Des chercheurs d’Université Paris Cité et de l’Inserm viennent de publier une étude dans la revue Environmental Health Perspectives (EHP) établissant un lien entre la présence de polluants organiques persistants et les métastases du cancer du sein.
Explications avec Xavier Coumoul, l’un des co-auteurs de l’étude, professeur à Université Paris Cité, membre du laboratoire Toxicité environnementale, cibles thérapeutiques, signalisation cellulaire et biomarqueurs (Université Paris Cité / Inserm).

Changement de morphologie des cellules cancéreuses, dans des conditions mimant un microenvironnement contaminé par un polluant organique persistent (à droite, comparativement au contrôle à gauche).

Image tirée de l’article publié dans EHP

Pouvez-vous nous rappeler le contexte de cette étude ?

Souvent les recherches sur le cancer portent sur les causes pouvant expliquer son apparition. Notre équipe s’intéresse plutôt à l’évolution du cancer quand il est en présence de polluants organiques persistants, ou POPs. Le curseur porte donc plus spécifiquement sur les cancers métastasiques qui tuent 90% des personnes atteintes du cancer. L’étude que nous venons de publier dans EHP est la suite directe d’une étude réalisée en 2019 dans laquelle nous avions pu établir une association entre l’agressivité du cancer du sein et la concentration de certains POPs dans le tissu adipeux, tout particulièrement chez les femmes en surpoids. Il restait à dépasser le stade de l’association pour prouver un lien de cause à effet.

 

Qu’est-ce que l’étude publiée en mars dans EHP permet d’établir ?

Elle établit un lien de causalité entre la présence de polluants organiques persistants et l’apparition de métastases dans le cancer du sein. Nous nous sommes appuyés sur un modèle cellulaire in vitro qui a permis d’analyser précisément la réaction de la cellule cancéreuse au sein du microenvironnement tumoral, composé aussi de vaisseaux sanguins et de gras. Les résultats sont clairs : en associant le polluant – tout particulièrement la dioxine de Sévéso ou TCDD – et les cellules du microenvironnement, les cellules cancéreuses acquièrent des caractéristiques plus envahissantes et se disséminent plus largement.
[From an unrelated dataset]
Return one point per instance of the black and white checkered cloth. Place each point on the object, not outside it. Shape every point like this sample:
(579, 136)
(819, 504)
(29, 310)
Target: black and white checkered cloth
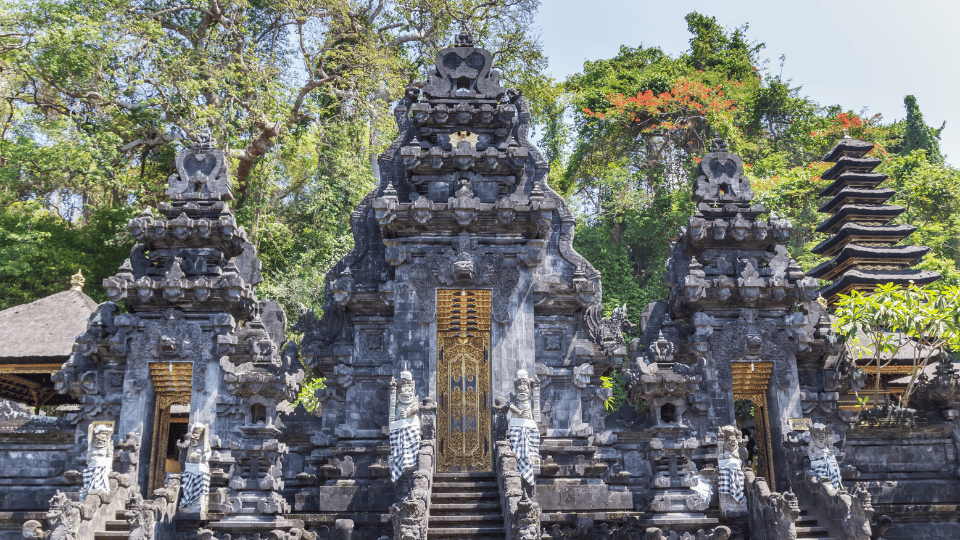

Les résultats in vitro ont pu être confirmés in vivo à l’aide d’analyses sur des poissons-zèbres. Il s’agit pour l’instant d’une étude unique qu’il faudrait reproduire avec d’autres cellules et dans d’autres contextes. On reste donc prudents, mais ces travaux vont dans le sens d’un effet potentialisateur des polluants sur le microenvironnement tumoral.

 

D’où viennent ces polluants et plus particulièrement la dioxine TCDD ?
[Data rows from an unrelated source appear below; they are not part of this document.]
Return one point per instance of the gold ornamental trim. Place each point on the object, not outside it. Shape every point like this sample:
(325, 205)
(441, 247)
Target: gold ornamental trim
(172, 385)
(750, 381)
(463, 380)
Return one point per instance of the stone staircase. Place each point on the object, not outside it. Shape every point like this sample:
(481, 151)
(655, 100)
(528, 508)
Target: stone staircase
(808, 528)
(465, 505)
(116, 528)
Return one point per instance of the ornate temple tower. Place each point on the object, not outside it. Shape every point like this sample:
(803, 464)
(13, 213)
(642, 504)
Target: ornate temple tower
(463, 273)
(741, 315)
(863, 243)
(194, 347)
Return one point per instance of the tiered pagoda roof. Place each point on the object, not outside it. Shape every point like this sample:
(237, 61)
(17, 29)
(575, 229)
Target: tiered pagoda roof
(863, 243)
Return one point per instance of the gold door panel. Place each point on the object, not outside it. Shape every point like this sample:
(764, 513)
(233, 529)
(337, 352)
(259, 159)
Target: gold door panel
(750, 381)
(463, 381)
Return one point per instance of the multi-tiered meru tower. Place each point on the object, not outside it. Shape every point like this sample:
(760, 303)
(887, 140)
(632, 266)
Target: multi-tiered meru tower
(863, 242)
Cette dioxine peut être produite par des processus de combustion naturels (le volcanisme par exemple), mais plus souvent par des procédés industriels d’incinération des déchets ou par la production de pesticides (comme les organochlorés). Une dioxine comme la TCDD s’infiltre dans les sols et contamine toute la chaîne alimentaire. Actuellement plus de 90% des contaminations à la dioxine chez l’homme sont liées à l’alimentation, le problème étant qu’elle s’élimine très mal et qu’on finit par en accumuler beaucoup dans notre organisme. Le fait d’être en surpoids contribue à une plus grande agressivité des cellules, sans doute parce que dans ce cas, on accumule davantage de polluants dans l’organisme. 

 

Votre équipe se caractérise par des profils scientifiques complémentaires.

D’un point de vue scientifique, c’est une belle aventure qui associe des chercheurs et des ingénieurs d’Université Paris Cité et de l’Inserm. Meriem Koual est gynéco-cancérologue et connaît bien la biologie cellulaire et moléculaire. Elle a collaboré étroitement avec David Sherr qui a rendu possible ses expériences in vivo sur les larves de poissons-zèbres. L’étude s’appuie par ailleurs sur un modèle cellulaire créé par Céline Tomkiewicz – modèle pour lequel elle a obtenu en 2016 le Prix Inserm de l’Innovation. Chiara Guerrera, elle aussi récipiendaire de ce Prix Inserm en 2019, a permis d’identifier les biomarqueurs, tandis que Robert Barouki et moi-même avons supervisé l’ensemble avec notre expertise de toxicologues.